There you have it. The pie crust. You already know it’s going to be good so don’t be scared. The real scary part is in the cooking. Filling for this pie crust is pretty easy to put together. To date, I’ve done Pumpkin, Pecan, and Cherry pretty well. I’m having a problem getting my apple pie to not be runny. If I ever figure that out, I’ll write it out for you here.

Just be sure that when you cook it, you make 3-4 aluminum foil covers – kind of like putting a fort around the top of the pie. Don’t buy the easy button pie crust cover. Mine never worked well and only caused the crust to burn faster. Aluminum foil loosely sitting over most of the crust will do the trick.
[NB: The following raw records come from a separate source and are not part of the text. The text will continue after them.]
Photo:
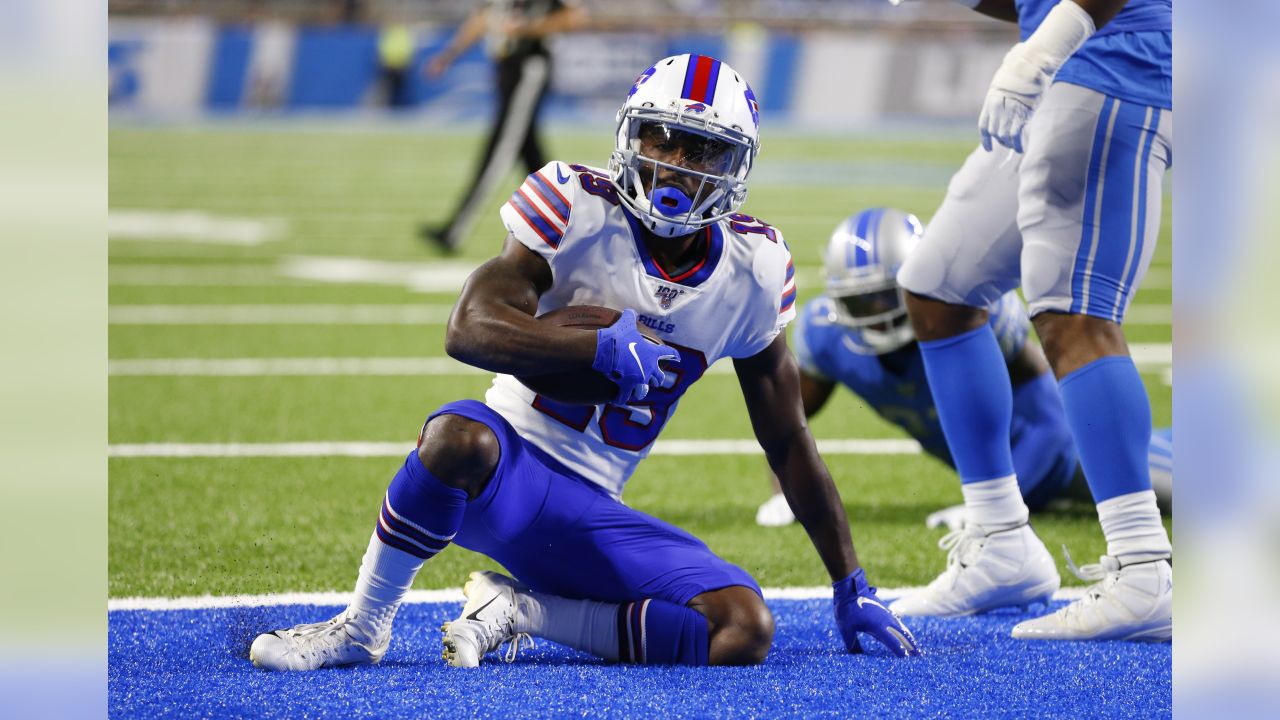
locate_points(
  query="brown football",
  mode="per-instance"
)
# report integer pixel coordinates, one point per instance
(586, 386)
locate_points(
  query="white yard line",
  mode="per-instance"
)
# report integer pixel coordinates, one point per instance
(680, 447)
(193, 276)
(420, 314)
(452, 596)
(425, 314)
(1156, 356)
(192, 226)
(420, 277)
(270, 367)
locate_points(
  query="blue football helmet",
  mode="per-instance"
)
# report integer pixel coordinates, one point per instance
(862, 261)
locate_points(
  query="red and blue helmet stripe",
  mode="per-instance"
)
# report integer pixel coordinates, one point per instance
(700, 78)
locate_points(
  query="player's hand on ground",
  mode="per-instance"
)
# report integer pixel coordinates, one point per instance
(629, 359)
(1014, 92)
(858, 610)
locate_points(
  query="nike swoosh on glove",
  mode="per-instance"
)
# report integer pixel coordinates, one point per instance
(858, 610)
(1014, 94)
(630, 359)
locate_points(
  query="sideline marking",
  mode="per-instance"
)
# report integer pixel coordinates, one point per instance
(442, 596)
(421, 314)
(192, 226)
(856, 446)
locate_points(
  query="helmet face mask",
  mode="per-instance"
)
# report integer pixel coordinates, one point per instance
(685, 142)
(862, 263)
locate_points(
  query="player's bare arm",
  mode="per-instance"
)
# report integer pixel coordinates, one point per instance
(493, 326)
(771, 386)
(1000, 9)
(814, 393)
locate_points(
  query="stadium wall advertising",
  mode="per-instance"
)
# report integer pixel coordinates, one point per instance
(192, 67)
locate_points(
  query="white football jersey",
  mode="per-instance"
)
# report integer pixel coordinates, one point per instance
(731, 304)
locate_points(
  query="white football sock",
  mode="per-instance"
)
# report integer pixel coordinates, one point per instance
(995, 505)
(385, 575)
(1133, 528)
(581, 624)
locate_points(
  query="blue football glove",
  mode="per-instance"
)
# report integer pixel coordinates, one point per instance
(858, 610)
(629, 359)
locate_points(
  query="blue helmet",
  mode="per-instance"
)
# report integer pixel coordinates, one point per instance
(862, 261)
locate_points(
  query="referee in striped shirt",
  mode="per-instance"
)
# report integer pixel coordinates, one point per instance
(515, 33)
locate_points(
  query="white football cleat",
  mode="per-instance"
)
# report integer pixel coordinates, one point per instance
(1132, 602)
(954, 518)
(488, 620)
(984, 572)
(318, 645)
(775, 513)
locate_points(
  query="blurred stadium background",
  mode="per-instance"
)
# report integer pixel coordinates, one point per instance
(275, 322)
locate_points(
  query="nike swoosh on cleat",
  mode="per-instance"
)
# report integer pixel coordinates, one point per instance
(864, 600)
(476, 613)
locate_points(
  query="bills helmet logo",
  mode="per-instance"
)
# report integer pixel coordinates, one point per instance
(754, 106)
(666, 295)
(641, 80)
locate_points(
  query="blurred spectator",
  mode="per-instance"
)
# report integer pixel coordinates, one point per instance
(394, 55)
(515, 33)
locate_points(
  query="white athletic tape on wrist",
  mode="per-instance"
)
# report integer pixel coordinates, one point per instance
(1059, 36)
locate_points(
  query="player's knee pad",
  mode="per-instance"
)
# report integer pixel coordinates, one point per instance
(743, 630)
(457, 450)
(924, 269)
(1046, 269)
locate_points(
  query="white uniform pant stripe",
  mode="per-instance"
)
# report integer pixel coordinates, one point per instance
(1137, 223)
(1097, 205)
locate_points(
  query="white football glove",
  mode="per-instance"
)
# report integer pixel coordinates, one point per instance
(1027, 72)
(1014, 92)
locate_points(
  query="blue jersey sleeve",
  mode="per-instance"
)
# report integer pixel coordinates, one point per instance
(1010, 323)
(807, 341)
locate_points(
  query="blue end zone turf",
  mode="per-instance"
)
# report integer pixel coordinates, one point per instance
(195, 662)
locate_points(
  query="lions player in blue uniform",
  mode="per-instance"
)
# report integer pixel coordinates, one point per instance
(1064, 199)
(535, 483)
(858, 335)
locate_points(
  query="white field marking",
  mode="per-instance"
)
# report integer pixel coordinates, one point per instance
(192, 276)
(451, 596)
(192, 226)
(1153, 356)
(854, 446)
(424, 314)
(278, 314)
(274, 367)
(417, 277)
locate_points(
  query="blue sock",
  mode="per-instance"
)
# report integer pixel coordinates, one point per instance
(969, 381)
(1045, 455)
(656, 632)
(1110, 415)
(420, 514)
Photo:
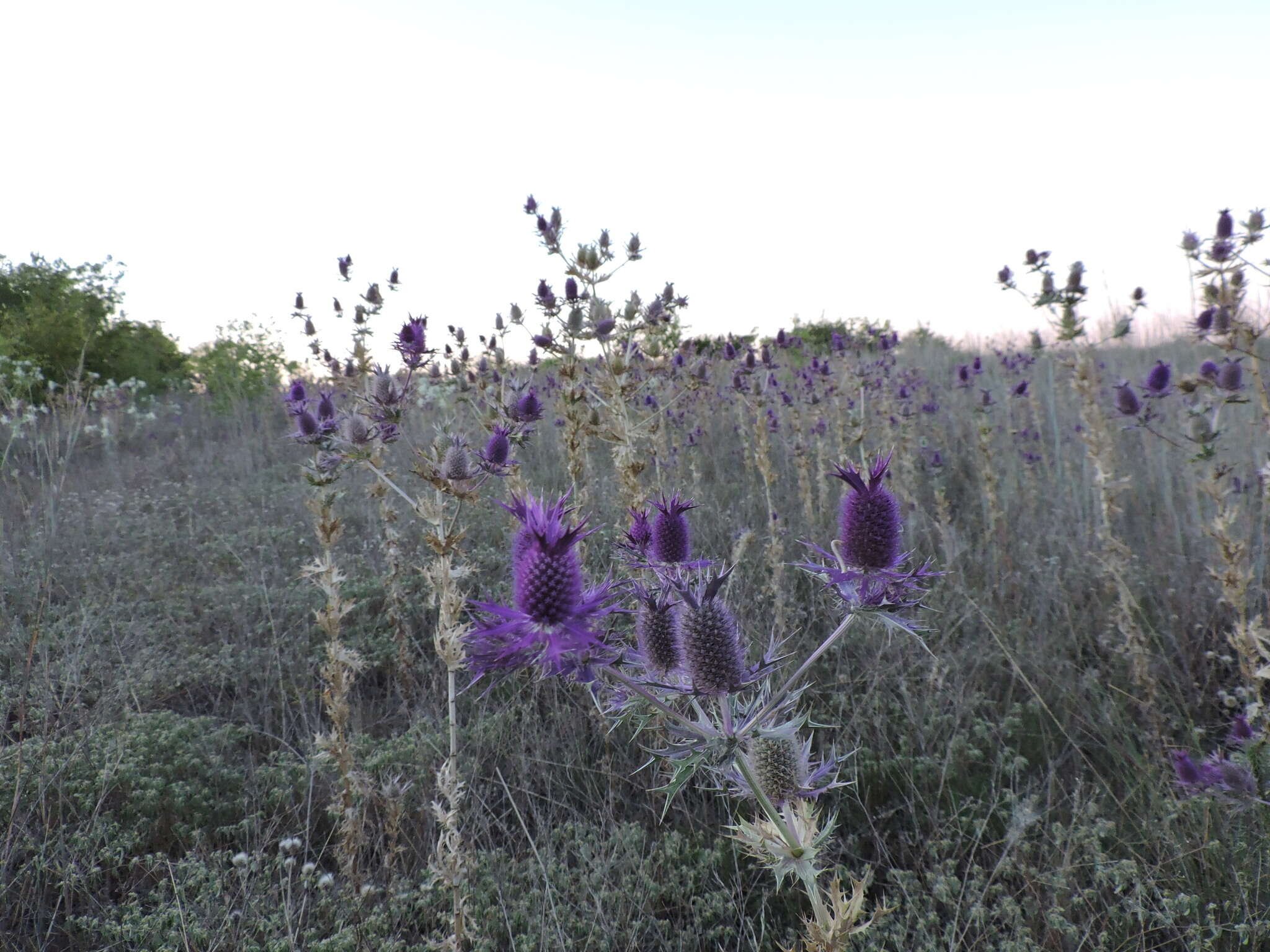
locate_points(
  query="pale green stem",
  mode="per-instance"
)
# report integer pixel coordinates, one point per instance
(668, 711)
(789, 684)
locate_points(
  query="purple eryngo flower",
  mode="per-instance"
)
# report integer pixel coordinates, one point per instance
(498, 447)
(657, 631)
(711, 640)
(1157, 379)
(527, 408)
(1231, 376)
(784, 769)
(869, 522)
(551, 622)
(412, 343)
(1241, 731)
(308, 428)
(639, 536)
(671, 540)
(864, 566)
(327, 405)
(1127, 402)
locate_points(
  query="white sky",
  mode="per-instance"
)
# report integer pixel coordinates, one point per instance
(778, 159)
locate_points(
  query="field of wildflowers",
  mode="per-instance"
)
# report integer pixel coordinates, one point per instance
(831, 640)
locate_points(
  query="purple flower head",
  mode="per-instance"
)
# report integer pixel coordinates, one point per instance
(498, 447)
(1225, 224)
(553, 619)
(869, 522)
(1126, 400)
(412, 343)
(783, 765)
(641, 534)
(671, 539)
(308, 428)
(1241, 731)
(657, 631)
(1231, 376)
(527, 408)
(1186, 771)
(1157, 379)
(711, 639)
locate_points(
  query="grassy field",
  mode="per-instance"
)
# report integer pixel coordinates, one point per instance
(1010, 782)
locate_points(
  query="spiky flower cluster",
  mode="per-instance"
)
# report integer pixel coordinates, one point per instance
(866, 563)
(553, 620)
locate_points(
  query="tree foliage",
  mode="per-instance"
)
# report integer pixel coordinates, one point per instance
(60, 318)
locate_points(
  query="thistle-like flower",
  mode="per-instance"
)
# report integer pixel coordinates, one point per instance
(711, 639)
(784, 769)
(672, 540)
(866, 564)
(553, 620)
(657, 631)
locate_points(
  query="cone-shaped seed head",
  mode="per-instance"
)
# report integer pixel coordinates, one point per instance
(671, 537)
(498, 447)
(657, 631)
(779, 767)
(546, 575)
(455, 465)
(711, 643)
(869, 522)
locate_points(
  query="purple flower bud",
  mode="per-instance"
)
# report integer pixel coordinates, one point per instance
(1222, 250)
(1225, 224)
(1241, 731)
(1231, 376)
(1127, 402)
(527, 409)
(412, 342)
(869, 523)
(327, 405)
(1158, 377)
(546, 575)
(711, 641)
(657, 631)
(498, 447)
(1188, 774)
(671, 535)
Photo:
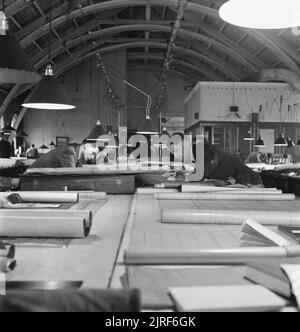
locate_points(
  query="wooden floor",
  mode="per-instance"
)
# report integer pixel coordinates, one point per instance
(89, 260)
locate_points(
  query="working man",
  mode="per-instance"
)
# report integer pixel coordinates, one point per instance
(5, 147)
(221, 165)
(32, 152)
(69, 156)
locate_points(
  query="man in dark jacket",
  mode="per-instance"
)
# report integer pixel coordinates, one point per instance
(69, 156)
(221, 165)
(5, 147)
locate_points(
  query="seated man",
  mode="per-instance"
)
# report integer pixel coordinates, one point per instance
(69, 156)
(5, 147)
(221, 165)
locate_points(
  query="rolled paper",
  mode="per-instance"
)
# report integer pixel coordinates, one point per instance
(7, 264)
(198, 188)
(92, 196)
(8, 251)
(45, 223)
(206, 256)
(230, 217)
(152, 191)
(45, 196)
(224, 197)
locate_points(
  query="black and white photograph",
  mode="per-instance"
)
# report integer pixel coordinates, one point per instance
(150, 159)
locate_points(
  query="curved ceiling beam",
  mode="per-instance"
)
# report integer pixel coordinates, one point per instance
(68, 64)
(280, 75)
(183, 34)
(191, 7)
(104, 6)
(160, 57)
(91, 50)
(157, 68)
(177, 50)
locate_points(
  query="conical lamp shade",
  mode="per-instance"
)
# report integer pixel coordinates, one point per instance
(290, 143)
(249, 137)
(15, 67)
(262, 14)
(148, 128)
(165, 132)
(96, 133)
(260, 143)
(49, 95)
(22, 134)
(8, 129)
(281, 141)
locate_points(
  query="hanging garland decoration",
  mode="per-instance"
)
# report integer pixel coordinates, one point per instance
(161, 99)
(111, 96)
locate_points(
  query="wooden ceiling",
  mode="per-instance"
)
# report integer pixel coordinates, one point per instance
(206, 48)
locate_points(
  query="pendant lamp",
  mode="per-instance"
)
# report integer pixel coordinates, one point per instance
(165, 131)
(44, 147)
(22, 134)
(249, 136)
(290, 143)
(260, 143)
(96, 133)
(148, 127)
(262, 14)
(15, 67)
(281, 141)
(8, 129)
(49, 93)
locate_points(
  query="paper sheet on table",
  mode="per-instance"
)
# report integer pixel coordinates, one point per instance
(293, 273)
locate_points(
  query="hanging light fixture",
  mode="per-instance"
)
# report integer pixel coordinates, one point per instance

Pull it off 15 min before you plan to pull it out.

On Freezing:

I have to be honest. I haven’t tried it yet, but I plan to soon. If it works out, I’ll let you know.


I hope this helps you boys. I hope you can see some memories pop off of the screen here as I’ve written the steps. One day I’ll bet you surpass my baking knowledge and show me something incredible. I can’t wait to see how all of this unfolds. Just know you are loved.